Reportage lors d’une séance de soutien en groupe.
Ils sont une douzaine autour de la table.
Hommes et femmes de tous âges. Ils ont décidé d’arrêté de fumer, de se
défaire une fois pour toutes de la cigarette, cette compagne à la fois si
attirante et si encombrante. Afin de mettre toutes les chances de leur côté,
ils se sont inscrits auprès du Centre d’aide aux fumeurs de l’Institut
Bordet pour bénéficier d’une aide au sevrage tabagique en groupe(1).
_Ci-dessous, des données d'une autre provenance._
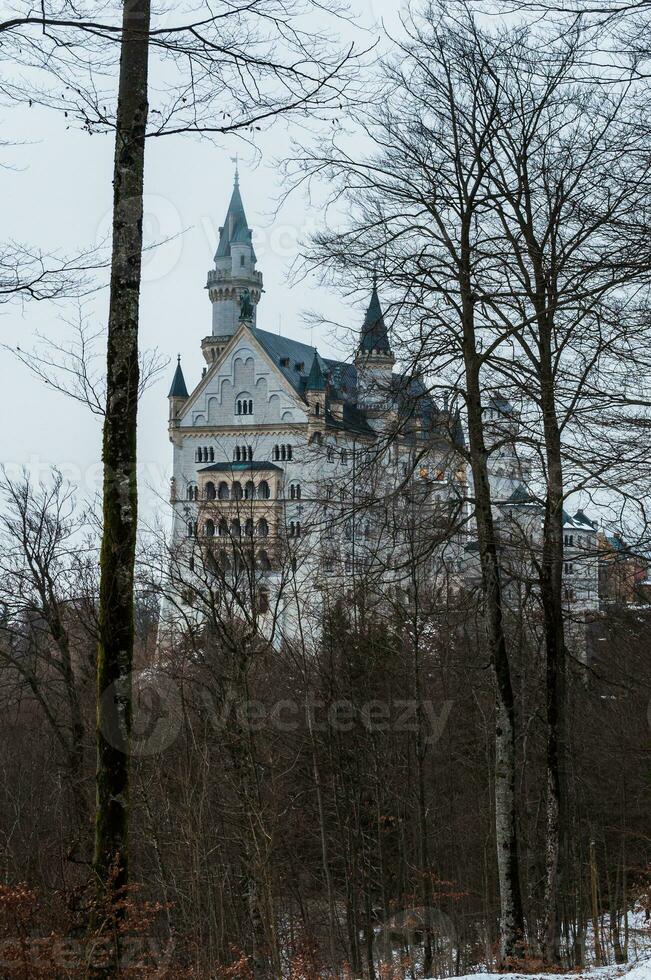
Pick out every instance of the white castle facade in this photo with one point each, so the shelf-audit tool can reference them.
(297, 476)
Un programme spécifique qui s’étale sur treize mois. Pour l’heure, les
fumeurs le sont toujours. Ils sont en phase préparatoire de leur arrêt
tabagique. Le compte à rebours a commencé. D’ici la date buttoir – le 16 mai
2012 en l’occurrence – , les fumeurs participent à trois séances fixées à
une semaine d’intervalle. Suivra la phase de “désintoxication”, composée de
neuf séances réparties sur trois mois, puis une phase de consolidation
pendant laquelle les rencontres collectives seront plus espacées.
Après un entretien
individuel et une première séance collective consacrée à la motivation,
celle du jour porte sur la cigarette dite antistress, celle fumée quand cela
ne va pas bien, qui sert à calmer, à remettre les idées en place. “Lorsqu’on
questionne ceux qui ont rechuté, on constate qu’ils ont enclenché la reprise
le plus souvent lors de moments émotionnellement difficiles, explique
au groupe le psychologue et tabacologue Martial Bodo. Or, la vie est
parsemée d’états de stress, de bouleversements, d’énervements. Il faut donc
vous préparer à trouver des alternatives à la cigarette pour y faire face.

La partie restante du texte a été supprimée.